SpaceX was founded 20 years ago today on March 14th, 2002 by Elon Musk
Happy Pi Day 2022! Do you know that today is also the day SpaceX was founded? SpaceX was founded 20 years ago today on March 14th, 2002 by Elon Musk with the goal of reducing space transportation costs to enable the colonization of Mars and make humanity a space-faring civilization.
In 2002, SpaceX was just a tiny space startup with a few employees. By November 2005, SpaceX had 160 employees. Fast forward 20 years later, the company has about 10,000 employees and has revolutionized the entire space industry.
As part of its mission to reduce the cost of space travel, SpaceX embarked on a journey of making reusable rockets a reality.
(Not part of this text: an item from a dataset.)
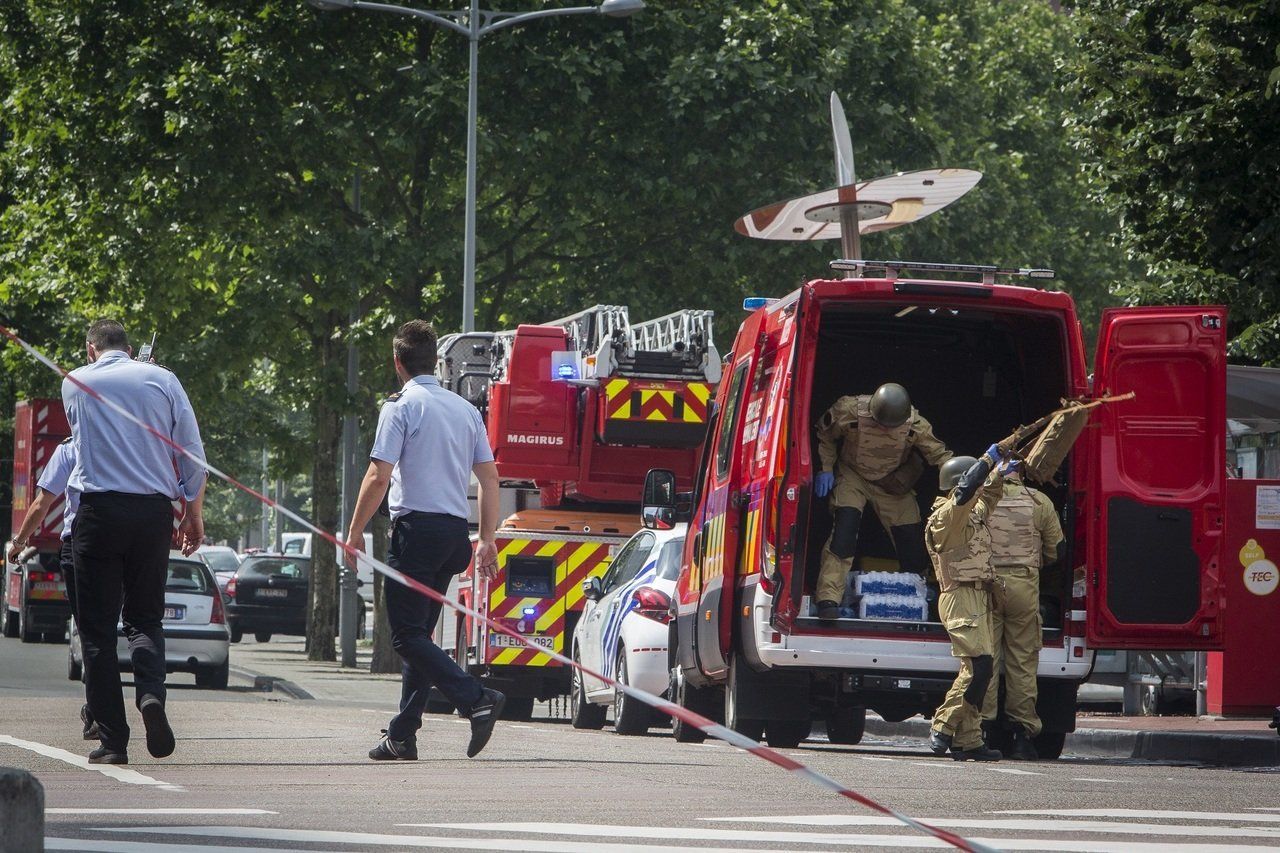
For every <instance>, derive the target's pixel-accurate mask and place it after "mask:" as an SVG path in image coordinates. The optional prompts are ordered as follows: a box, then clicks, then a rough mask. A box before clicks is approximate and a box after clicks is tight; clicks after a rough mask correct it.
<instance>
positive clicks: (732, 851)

On June June 4, 2010, the inaugural launch of a Falcon 9 rocket took place after five launches of a previous vehicle called the Falcon 1.
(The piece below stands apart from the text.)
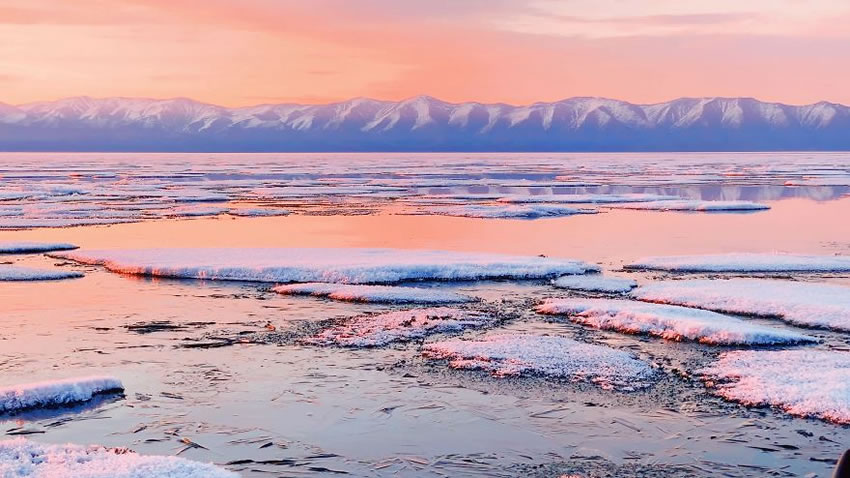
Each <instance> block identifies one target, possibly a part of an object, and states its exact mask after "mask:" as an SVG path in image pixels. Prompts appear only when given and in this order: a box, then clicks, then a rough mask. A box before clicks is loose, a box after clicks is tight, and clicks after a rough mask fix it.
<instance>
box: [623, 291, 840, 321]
mask: <svg viewBox="0 0 850 478" xmlns="http://www.w3.org/2000/svg"><path fill="white" fill-rule="evenodd" d="M632 295H633V296H634V297H635V298H637V299H640V300H645V301H649V302H662V303H668V304H678V305H686V306H689V307H699V308H702V309H709V310H714V311H717V312H727V313H733V314H745V315H759V316H766V317H779V318H780V319H783V320H785V321H786V322H789V323H792V324H795V325H801V326H805V327H825V328H831V329H838V330H844V331H850V287H843V286H839V285H833V284H823V283H813V282H791V281H779V280H763V279H729V280H678V281H669V282H655V283H652V284H648V285H644V286H642V287H640V288H638V289H636V290H634V291H633V292H632Z"/></svg>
Then about four years later, on April 18, 2014, SpaceX launched a Falcon 9 rocket for a third resupply mission to the ISS, this time with landing legs, and becomes “the first to successfully perform a controlled ocean splashdown,” according to the MIT Technology Review.
On January 10, 2015, SpaceX made the first attempt to achieve the vertical landing of a Falcon 9 rocket onto a solid surface, in this case, an “autonomous spaceport drone ship” floating in the ocean near the Cape Canaveral launch site, but the launched ended in a crash. But the crash didn’t stop Musk from pressing forward.
In a tweet, Musk said: “Rocket made it to drone spaceport ship, but landed hard. Close, but no cigar this time. Bodes well for the future tho.”
Rocket made it to drone spaceport ship, but landed hard. Close, but no cigar this time. Bodes well for the future tho.
— Elon Musk (@elonmusk) January 10, 2015
But while SpaceX was still trying to achieve a perfect vertical landing, on November 23, 2015: Blue Origin, the private space company founded by Amazon’s Jeff Bezos, successfully launched and landed its New Shepard rocket, making it the first space company to achieve the vertical landing of a rocket—intact and potentially reusable—after sending it into outer space. Bezos told Good Morning America, “You’ve seen a lot of rockets lift off, but you’ve never seen one land.”
Finally, on December 21, 2015, SpaceX successfully landed its Falcon 9 rocket upright for the first time. In a tweet, Musk said: “11 satellites deployed to target orbit and Falcon has landed back at Cape Canaveral Welcome back, baby!”
Later in March 2017, SpaceX launched a returned Falcon 9 for the SES-10 satellite. This was the first time a re-launch of a payload-carrying orbital rocket went back to space. The first stage was recovered again, also making it the first landing of a reused orbital class rocket.
Then on May 30, 2020, SpaceX made history after the company successfully carried two NASA astronauts into space from American soil after nearly a decade, making Space X the first commercial company to take humans into space.
To date, SpaceX’s achievements include the first privately funded liquid-propellant rocket to reach orbit (Falcon 1 in 2008), the first private company to successfully launch, orbit, and recover a spacecraft (Dragon in 2010), the first private company to send a spacecraft to the International Space Station (Dragon in 2012), the first propulsive landing for an orbital rocket (Falcon 9 in 2015), the first reuse of an orbital rocket (Falcon 9 in 2017), the first private company to launch an object into orbit around the Sun (Falcon Heavy’s payload of a Tesla Roadster in 2018), and the first private company to send astronauts to the International Space Station (Dragon 2 in 2020).
SpaceX’s Crew Dragon capsule delivered NASA astronauts Bob Behnken and Doug Hurley to the International Space Station in May, marking the first U.S. space capsule to do so with a crew since 2011.